The Russian delegation had drafted a statement that would say the council’s 15 member states are “seriously concerned” about the US-led coalition attacks on August 22, which the UN mission in Afghanistan says it believes killed 90 civilians, most of them children. The draft statement, which several diplomats said had no chance of getting the unanimous backing it would need for approval, also says council members “deplore” the fact that this has happened before in Afghanistan.
Note to the U.S. government – if you are going to complain *at all* about civilian deaths in other conflicts, you have to stop blowing people up. Otherwise, this sort of embarrassing thing will happen all the time. The Russians know this document will never be adopted at the U.N., but introducing it serves its purpose: undermining the moral authority of the United States. Or, more correctly, highlighting how the U.S. government has undermined its own moral authority.

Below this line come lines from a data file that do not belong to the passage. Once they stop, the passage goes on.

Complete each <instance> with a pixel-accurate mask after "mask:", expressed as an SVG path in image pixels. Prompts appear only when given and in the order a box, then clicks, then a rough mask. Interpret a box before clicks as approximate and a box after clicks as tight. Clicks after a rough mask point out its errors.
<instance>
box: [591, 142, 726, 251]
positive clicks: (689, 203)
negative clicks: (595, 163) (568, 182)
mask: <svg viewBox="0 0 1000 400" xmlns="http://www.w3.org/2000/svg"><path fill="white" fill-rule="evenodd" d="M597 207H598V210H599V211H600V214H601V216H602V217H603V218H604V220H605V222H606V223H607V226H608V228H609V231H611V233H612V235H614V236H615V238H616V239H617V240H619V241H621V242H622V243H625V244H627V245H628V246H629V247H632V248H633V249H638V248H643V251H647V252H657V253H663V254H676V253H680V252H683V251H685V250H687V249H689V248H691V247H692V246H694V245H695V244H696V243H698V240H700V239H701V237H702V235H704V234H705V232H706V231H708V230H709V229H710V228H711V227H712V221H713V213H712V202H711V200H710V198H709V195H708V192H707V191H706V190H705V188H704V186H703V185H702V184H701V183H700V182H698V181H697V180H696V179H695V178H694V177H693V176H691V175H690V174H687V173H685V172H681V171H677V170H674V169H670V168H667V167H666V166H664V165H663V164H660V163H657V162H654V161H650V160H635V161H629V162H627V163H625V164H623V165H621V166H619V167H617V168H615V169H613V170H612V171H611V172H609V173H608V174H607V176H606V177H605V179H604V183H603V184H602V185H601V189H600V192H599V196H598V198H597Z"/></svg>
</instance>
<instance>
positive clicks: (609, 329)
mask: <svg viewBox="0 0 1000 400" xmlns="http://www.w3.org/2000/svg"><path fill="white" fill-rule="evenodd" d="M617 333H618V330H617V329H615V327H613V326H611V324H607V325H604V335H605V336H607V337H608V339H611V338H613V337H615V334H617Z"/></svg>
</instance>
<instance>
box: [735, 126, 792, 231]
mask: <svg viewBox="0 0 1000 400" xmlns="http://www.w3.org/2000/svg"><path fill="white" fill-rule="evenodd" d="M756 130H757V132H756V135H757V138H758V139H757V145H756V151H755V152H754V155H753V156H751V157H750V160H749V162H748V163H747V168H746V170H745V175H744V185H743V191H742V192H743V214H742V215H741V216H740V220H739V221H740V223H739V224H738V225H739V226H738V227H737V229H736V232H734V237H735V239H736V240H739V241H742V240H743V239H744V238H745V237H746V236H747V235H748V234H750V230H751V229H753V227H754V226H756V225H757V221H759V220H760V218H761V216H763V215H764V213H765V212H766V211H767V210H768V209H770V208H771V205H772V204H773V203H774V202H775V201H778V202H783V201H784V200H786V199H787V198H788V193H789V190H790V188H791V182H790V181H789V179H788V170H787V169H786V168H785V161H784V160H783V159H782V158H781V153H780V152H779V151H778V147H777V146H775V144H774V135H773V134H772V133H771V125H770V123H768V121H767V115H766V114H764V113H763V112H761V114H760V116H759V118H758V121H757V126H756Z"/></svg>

David Axe points out the cause of incidents like Herat:
The alleged incident comes at a time of increased air activity by U.S. and NATO forces: in June and July as many bombs were dropped as in all of 2006. This “air surge” is intended to partially compensate for chronic shortages of U.S. and NATO ground troops.
This bit of information is important for any U.S. Christian still clinging to the idea that the war in Afghanistan is a “just” war. Joe Blow on the street might be able to claim blithely that we are “justified” in our war in Afghanistan because “they attacked us,” but the Christian appropriation of just war tradition is much, much more stringent than that. It requires more than a just cause…it also requires just means, which, among other things, must discriminate between combatants and non-combatants (which, by the way, puts it totally at odds with Jesus’ admonitions to love your enemies, but I digress). Out of expediency, the U.S. is intentionally using means that recent events – despite the hype – show do not discriminate. In other words, from the most permissive of the Christian ethical perspectives on war, our war in Afghanistan is not a just war and has not been a just war for some time, if ever.
Accordingly, no matter what your perspective on the nonviolence of Jesus Christ, if you are a Christian fighting in Afghanistan, you should lay down your arms and refuse to kill for the U.S. government. You’ll be in good company:
“Maximillianus, a young Numidian Christian, just over 21, was brought before Dion the proconsul of Aficia at Teveste (Numidia) as fir for military service. This was in 295 A.D. during the reign of Maximillianus.”
“Maximillianus answered, ‘But why do you want to know my name? I dare not fight, since I am a Christian.’ ‘Measure him,’ said Dion the proconsul; but on being measured, Maximillianus answered, ‘I cannot fight, I cannot do evil; I am a Christian.’ Said the proconsul, ‘Let him be measured.’ And after he had been measured, the attendant read out ‘He is five feet ten.’ Then said Dion to the attendant, ‘Enroll him.’ And Maximillianus cried out, ‘No, no, I cannot be a soldier. I am a soldier of m God. I refuse the badge. Already I have Christ’s badge…If you mark me, I shall annul it as invalid…I cannot wear ought laden on my neck after the saving mark of my Lord.’ To the proconsul’s question as to what crime soldiers practiced, Maximillianus replied, ‘You know quite well what they do.’” Maximillianus was beheaded.
Unknown to most Roman Catholics, Maximillianus has been honored as one of the canonized saints of the church, though he died as a conscientious objector!